Personal information
- Full name: Zachary Lubin
- Date of birth: August 19, 1989 (age 37)
- Place of birth: Bozeman, Montana, United States
- Height: 1.96 m (6 ft 5 in)
- Position: Goalkeeper

College career
- Years: Team / Apps / (Gls)
- 2007–2010: Saint Martin's Saints

Senior career*
- Years: Team / Apps / (Gls)
- 2011–2012: Kitsap Pumas / 18 / (0)
- 2013: Seattle Sounders FC U-23 / 9 / (0)
- 2014: IFK Luleå / 20 / (0)
- 2015: Tulsa Roughnecks / 15 / (0)
- 2016: Swope Park Rangers / 10 / (0)
- 2017: Ljungskile SK / 18 / (0)
- 2018–2021: Phoenix Rising / 47 / (0)
- 2018: → Seattle Sounders FC (loan) / 0 / (0)
- 2022: Northern Colorado Hailstorm / 0 / (0)

Managerial career
- 2022: Northern Colorado Hailstorm (goalkeeping)

= Zac Lubin =

American soccer player

Zac Lubin (born August 19, 1989) is an American former professional soccer player.

==Career==

===College and amateur===
Lubin spent his entire college career at Saint Martin's University. He made a total of 67 appearances for the Saints and finished with a 2.17 Goals Against Average.

He also played in the Premier Development League for Kitsap Pumas and Seattle Sounders FC U-23.

===Professional===
In 2014, Lubin joined Swedish club IFK Luleå where he made 20 appearances. On March 20, he signed with USL club Tulsa Roughnecks FC. He made his debut for the club a week later in a 1–1 draw against Oklahoma City Energy FC.

Lubin signed with Swope Park Rangers on December 16, 2015.

On February 6, 2018, Lubin signed with the Phoenix Rising FC of the United Soccer League.
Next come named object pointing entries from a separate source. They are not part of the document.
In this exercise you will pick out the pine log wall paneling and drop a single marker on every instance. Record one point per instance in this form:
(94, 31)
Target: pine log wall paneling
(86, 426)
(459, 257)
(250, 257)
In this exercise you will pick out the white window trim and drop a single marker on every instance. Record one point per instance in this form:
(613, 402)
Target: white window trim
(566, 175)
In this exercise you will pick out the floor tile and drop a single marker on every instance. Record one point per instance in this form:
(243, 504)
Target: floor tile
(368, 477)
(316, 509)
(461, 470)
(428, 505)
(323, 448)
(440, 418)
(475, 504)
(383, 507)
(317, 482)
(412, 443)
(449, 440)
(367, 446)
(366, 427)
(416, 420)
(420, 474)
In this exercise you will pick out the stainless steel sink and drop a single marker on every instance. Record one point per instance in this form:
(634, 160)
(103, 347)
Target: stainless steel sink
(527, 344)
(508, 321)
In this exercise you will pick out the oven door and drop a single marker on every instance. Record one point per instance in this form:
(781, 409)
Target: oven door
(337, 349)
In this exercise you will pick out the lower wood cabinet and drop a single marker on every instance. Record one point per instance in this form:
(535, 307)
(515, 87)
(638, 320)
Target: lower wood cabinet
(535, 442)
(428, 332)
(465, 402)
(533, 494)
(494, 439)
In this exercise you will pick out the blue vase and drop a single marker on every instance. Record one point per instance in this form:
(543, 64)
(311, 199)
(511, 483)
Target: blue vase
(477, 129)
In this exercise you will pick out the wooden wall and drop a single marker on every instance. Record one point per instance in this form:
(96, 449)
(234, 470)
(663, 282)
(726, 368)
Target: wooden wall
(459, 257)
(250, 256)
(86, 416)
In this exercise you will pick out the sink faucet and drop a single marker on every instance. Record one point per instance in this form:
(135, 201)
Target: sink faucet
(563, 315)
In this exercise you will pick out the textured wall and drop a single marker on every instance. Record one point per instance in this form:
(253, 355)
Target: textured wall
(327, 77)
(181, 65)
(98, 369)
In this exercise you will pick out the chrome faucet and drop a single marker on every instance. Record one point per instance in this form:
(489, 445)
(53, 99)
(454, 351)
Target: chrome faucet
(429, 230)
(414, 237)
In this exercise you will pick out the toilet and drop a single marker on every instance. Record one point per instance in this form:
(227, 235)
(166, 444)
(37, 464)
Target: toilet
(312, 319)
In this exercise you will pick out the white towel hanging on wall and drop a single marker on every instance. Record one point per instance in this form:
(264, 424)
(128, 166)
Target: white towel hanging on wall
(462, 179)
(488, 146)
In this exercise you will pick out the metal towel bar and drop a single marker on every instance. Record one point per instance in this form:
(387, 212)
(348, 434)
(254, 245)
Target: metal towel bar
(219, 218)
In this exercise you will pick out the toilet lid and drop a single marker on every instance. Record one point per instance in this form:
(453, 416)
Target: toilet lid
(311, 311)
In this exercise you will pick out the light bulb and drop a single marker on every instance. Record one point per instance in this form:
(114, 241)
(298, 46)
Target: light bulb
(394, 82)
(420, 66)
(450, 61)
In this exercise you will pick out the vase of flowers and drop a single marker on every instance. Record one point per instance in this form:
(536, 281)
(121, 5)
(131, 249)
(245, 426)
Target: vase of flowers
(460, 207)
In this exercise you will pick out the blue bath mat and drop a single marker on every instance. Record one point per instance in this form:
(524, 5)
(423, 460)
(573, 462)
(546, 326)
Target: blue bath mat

On June 30, 2018, Lubin was loaned to the Seattle Sounders FC of the MLS for their match against the Portland Timbers. Two of Seattle's three goalkeepers were injured, therefore prompting the emergency loan of Lubin.

===Coaching===
On July 21, 2022, Lubin joined Éamon Zayed's staff at USL League One's Northern Colorado Hailstorm FC as the goalkeeping coach.